Z Gerontol Geriatr 2009;
42:408-11. [PMID:
19543683 DOI:
10.1007/s00391-008-0013-5]
[Citation(s) in RCA: 3] [Impact Index Per Article: 0.2] [Reference Citation Analysis] [Abstract] [Track Full Text] [Journal Information] [Subscribe] [Scholar Register] [Received: 11/30/2007] [Accepted: 08/14/2008] [Indexed: 02/07/2023]
Abstract
BACKGROUND
Achalasia is an uncommon illness affecting 1 per 100,000 patients a year. It encompasses a rare, primary motor disorder of the distal esophagus.
METHODS
Over the period 1998-2006, 115 patients underwent various treatments for achalasia; the subgroup of seniors consisted of 26 patients. Six patients of these (age 69.7 y) underwent a modified Heller cardiomyotomy due to failure of previous endoscopic interventions.

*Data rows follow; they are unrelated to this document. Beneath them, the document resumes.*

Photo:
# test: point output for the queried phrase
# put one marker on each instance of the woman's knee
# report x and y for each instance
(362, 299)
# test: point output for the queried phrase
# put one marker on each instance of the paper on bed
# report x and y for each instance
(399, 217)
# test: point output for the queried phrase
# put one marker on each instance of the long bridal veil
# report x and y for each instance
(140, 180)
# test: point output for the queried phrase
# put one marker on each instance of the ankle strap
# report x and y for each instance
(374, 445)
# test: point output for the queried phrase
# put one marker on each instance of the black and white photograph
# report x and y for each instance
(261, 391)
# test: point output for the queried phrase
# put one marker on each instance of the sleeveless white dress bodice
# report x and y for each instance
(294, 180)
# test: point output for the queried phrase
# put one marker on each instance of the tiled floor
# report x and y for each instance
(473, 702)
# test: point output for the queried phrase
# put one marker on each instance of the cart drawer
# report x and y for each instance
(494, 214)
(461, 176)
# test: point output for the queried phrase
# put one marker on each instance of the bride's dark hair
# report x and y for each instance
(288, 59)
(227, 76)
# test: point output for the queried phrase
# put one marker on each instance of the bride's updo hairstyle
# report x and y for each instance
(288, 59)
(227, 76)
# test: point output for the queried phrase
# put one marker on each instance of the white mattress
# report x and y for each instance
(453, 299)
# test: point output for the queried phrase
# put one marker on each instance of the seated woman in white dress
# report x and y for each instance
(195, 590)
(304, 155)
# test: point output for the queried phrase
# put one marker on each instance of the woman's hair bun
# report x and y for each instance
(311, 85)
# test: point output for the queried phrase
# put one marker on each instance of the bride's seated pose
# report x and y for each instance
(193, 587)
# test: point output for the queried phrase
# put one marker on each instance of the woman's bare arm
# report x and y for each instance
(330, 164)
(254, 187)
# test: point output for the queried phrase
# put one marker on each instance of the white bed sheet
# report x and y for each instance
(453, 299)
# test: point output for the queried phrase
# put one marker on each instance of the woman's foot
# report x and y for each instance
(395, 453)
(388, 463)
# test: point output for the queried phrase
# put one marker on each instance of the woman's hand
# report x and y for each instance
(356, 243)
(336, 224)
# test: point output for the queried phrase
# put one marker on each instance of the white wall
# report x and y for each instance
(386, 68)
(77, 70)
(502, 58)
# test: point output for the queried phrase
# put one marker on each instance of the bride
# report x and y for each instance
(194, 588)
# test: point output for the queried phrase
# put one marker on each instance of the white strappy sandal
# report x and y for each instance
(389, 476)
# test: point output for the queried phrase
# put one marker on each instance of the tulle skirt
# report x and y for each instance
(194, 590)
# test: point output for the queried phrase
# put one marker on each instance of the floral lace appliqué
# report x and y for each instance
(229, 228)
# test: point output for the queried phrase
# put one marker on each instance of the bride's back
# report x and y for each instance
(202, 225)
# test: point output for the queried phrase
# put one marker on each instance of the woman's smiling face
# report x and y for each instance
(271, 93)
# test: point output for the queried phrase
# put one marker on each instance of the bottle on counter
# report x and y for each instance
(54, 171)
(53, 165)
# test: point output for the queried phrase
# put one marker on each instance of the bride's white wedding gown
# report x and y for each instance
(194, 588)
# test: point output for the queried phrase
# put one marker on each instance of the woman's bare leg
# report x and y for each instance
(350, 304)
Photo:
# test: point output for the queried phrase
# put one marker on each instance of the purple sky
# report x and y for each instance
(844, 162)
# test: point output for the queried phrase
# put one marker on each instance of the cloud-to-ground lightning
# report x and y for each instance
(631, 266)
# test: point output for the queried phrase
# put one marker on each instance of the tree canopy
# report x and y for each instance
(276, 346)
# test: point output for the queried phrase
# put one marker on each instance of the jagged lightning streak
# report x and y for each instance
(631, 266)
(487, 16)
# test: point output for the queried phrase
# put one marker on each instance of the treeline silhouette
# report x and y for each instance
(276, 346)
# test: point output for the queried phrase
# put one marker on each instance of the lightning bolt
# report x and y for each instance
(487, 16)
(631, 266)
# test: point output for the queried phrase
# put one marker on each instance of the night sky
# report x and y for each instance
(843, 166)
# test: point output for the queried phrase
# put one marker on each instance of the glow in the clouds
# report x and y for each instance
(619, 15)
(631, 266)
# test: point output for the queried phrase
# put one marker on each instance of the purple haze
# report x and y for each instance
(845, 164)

Standard esophageal manometry and 24 hour pH metry were performed pre- and postoperatively.
RESULTS
Six senior patients with achalasia underwent a laparoscopic Heller myotomy. Average preoperative tonus of the LES was 55 mmHg, postoperative tonus of the LES decreased to 11 mmHg. We performed Toupet partial fundoplication in all patients; no microperforation of the esophagus was found in the preoperative esophagoscopy. We recorded minimal pathological gastroesophageal reflux in pH metry - the average preoperative DeMeester score was 8, postoperatively 10.5. Prolonged dysphagia was not present in any patient--preoperative GIQLI score was 94, postoperative score was 106. There was no mortality or morbidity in the group of the operated patients.
CONCLUSION
Our operational results and postoperative follow-up show that laparoscopic Heller myotomy with Toupet partial fundoplication is a safe and effective treatment and can be recommended as the method of first choice for senior patients with no contraindication for laparoscopic operation.